Meditation at work ? Fully aware meditation or “mindfulness” sounds esoteric to your ears? Yet, the practice extends to the most serious and demanding professions, such those in the medical field and will make you better at work.
Mathew, 29, has a big year ahead of him as he finishes his MBA while migrating to a bank management position, and even has to plan his marriage. He says, “Without mindfulness meditation, I wouldn’t know how to manage all these projects head-on.”
How does it work? Joe Flanders, registered psychologist and founder of Montréal’s Mindspace, and Mathew following his courses, both explain the principle. “Our minds naturally have a tendency to wander in the past and future. Mindful meditation trains you to bring your thoughts back to the present moment.”
The practice was devised by Dr. Jon Kabat-Zinn in the 80s and is also known by the acronym MBSR (Mindfulness Based Stress Reduction). The training takes place over eight weeks for two hours per week and there breathing techniques are also learned to bring us back to the present.
Gina Rubinsky—registered psychologist and found of the Living Arts centre teaching MBSR—explains, “It benefits the mind while also benefiting the body. There are measurable physical effects such as diminished blood pressure, reinforced immune system, improved sleep, and–on the psychological level—a decrease in stress and automatic responsiveness.”
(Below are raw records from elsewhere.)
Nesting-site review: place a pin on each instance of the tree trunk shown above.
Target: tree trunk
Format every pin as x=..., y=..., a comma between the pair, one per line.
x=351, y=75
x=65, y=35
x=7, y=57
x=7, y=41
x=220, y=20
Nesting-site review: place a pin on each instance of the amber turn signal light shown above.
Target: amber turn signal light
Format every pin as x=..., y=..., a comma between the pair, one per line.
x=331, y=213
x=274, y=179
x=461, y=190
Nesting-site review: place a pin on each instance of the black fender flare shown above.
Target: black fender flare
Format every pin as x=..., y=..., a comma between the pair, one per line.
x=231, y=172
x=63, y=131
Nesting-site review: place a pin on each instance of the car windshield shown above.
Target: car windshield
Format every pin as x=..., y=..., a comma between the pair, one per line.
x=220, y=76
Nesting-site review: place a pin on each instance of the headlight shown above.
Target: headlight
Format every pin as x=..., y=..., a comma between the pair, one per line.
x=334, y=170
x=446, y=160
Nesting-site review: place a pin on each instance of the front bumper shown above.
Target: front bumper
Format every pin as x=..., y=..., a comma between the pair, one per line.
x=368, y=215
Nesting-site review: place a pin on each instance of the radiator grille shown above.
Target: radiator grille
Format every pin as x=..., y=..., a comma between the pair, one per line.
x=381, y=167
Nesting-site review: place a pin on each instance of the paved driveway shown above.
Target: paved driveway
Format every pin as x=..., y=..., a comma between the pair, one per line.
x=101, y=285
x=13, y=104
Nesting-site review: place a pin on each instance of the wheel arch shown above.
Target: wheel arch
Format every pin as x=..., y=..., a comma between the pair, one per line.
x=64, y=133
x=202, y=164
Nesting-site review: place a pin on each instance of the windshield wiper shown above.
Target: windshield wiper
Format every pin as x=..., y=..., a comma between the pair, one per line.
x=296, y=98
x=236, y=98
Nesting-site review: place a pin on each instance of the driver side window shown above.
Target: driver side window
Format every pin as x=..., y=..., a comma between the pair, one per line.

Mathew explains the greatest benefit that he draws from this practice, “Mindfulness meditation lets me be more responsive to my employees,” he explains, “When a situation presents itself, I listen before acting. It gives me reflexes.”
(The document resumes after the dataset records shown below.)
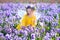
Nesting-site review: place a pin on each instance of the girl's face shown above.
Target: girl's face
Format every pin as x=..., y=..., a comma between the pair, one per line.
x=29, y=11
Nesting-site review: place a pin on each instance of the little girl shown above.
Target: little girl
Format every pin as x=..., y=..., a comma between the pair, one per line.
x=29, y=19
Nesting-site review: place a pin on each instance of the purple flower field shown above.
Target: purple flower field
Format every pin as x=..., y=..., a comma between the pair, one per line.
x=47, y=28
Meditation at work : No small gain
That is all good and well, but how much time does the practice take? Rubinsky clarifies, “The difference between formal and informal practices must be made.”
Formal practice is the meditation we imagine, the psychologist asserts, “We do breathing exercises isolated in a room for five to twenty minutes. We suggest practising it every day, but benefits can be reaped even if the bare minimum is done often enough.”
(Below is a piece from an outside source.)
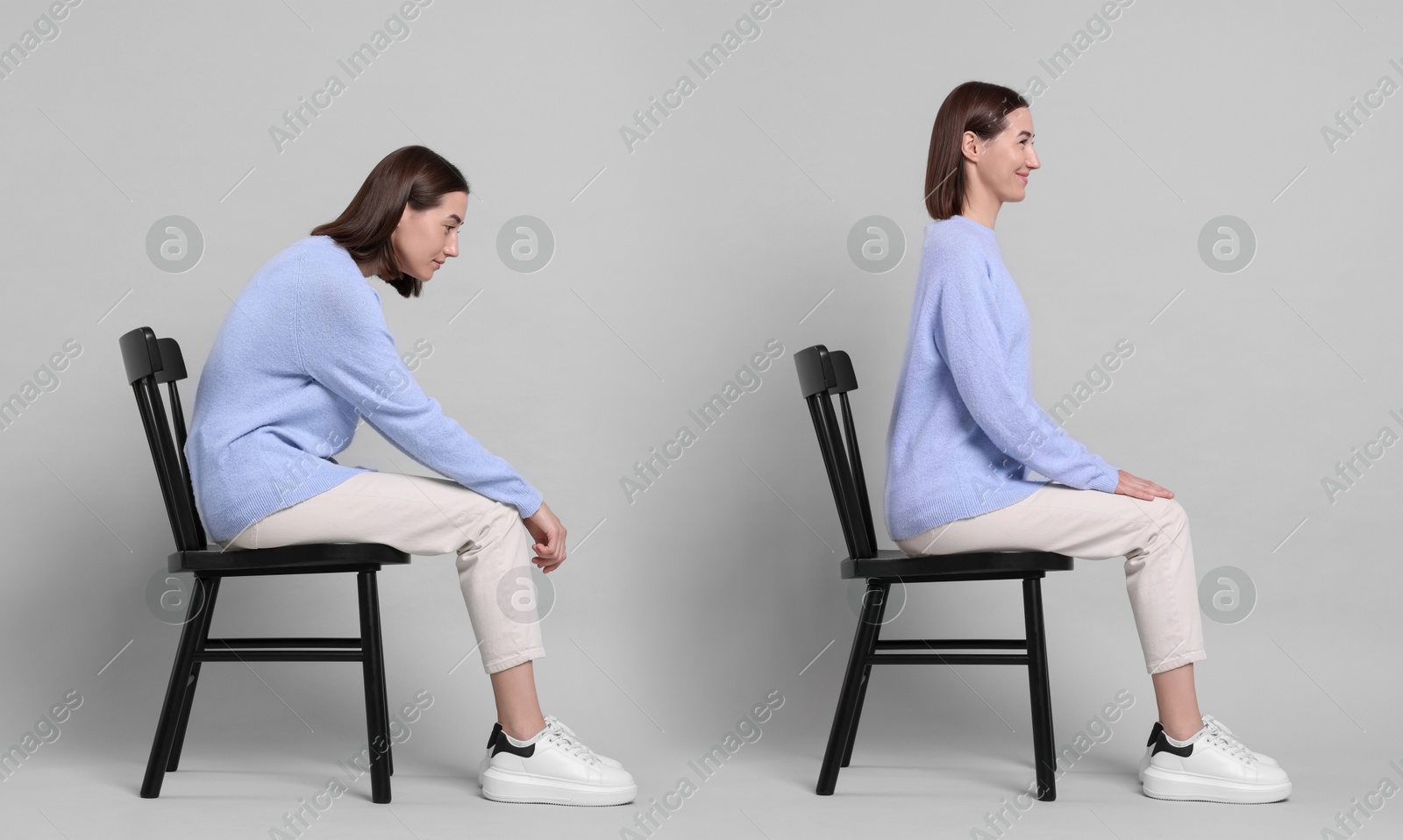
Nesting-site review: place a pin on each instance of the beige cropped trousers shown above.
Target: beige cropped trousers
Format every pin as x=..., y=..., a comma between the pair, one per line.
x=428, y=516
x=1094, y=524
The supposed informal practice is for when—in the heat of the moment—we take a few moments to anchor ourselves in the present. Meditation at work integrates itself easily into a work day. Flanders says, “It can be done while walking, eating, or drinking a glass of water. We can perform some breathing exercises while concentrating on what we hate.”
For doubters, mindful meditation workshops are offered in many faculties of medicine in Quebec as much as in the United States.
Researchers David and Hayes in the journal Psychotherapy inform us that some of the researched effects are an increase in “patient empathy,”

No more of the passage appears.